Ten overvloede voegt de Commissie hier aan toe dat uit de door Consument overgelegde factuur van 7 september 2017 blijkt dat de vervanging van (onderdelen van) de meterkast pas op 7 september 2017 heeft plaatsgevonden, Hoewel volgens de Hoge Raad voor het antwoord op de vraag of sprake is geweest van een onmiddellijk dreigend gevaar moet worden gekeken naar het tijdstip waarop de verzekerde tot het nemen van maatregelen heeft besloten (14 juni 2017), is het late tijdstip van de werkzaamheden een aanwijzing dat geen sprake is geweest van een onmiddellijk dreigend gevaar.

4.12 Het voorgaande leidt tot de slotsom dat de vorderingen van Consument zullen worden afgewezen. Alle overige door partijen ingebrachte stellingen en argumenten kunnen niet tot een ander oordeel leiden en zullen derhalve onbesproken blijven.

5 Beslissing

De Commissie beslist dat vorderingen van Consument worden afgewezen.

In artikel 5 van het Reglement van de Commissie van Beroep Financiële Dienstverlening is bepaald in welke gevallen beroep openstaat van bindende beslissingen van de Geschillencommissie Financiële Dienstverlening bij de Commissie van Beroep Financiële Dienstverlening. Daarbij geldt een termijn van zes weken na verzending van deze uitspraak. Op de website van Kifid vindt u praktische informatie over het instellen van beroep. Zie hiervoor www.kifid.nl/consumenten/hoe-wordt-uw-klacht-behandeld.

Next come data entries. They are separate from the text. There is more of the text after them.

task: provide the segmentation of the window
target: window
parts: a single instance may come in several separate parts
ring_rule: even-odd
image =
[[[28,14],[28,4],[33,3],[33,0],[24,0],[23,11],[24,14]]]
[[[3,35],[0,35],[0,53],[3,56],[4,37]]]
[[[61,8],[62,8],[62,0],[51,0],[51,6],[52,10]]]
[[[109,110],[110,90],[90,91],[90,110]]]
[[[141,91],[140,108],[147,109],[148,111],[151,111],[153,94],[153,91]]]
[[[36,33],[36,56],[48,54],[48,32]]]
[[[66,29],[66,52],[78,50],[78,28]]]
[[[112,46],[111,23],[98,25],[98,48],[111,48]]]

U kunt, binnen twee weken na de verzenddatum van deze uitspraak, bij de Voorzitter van de Geschillencommissie Financiële Dienstverlening schriftelijk een verzoek indienen tot herstel van kennelijke vergissingen in de uitspraak. U moet daarbij met name denken aan correctie van reken- of schrijffouten en verbetering van namen en data. De volledige procedure met de termijnen die daarbij in acht moeten worden genomen staat beschreven in artikel 40 van het Reglement.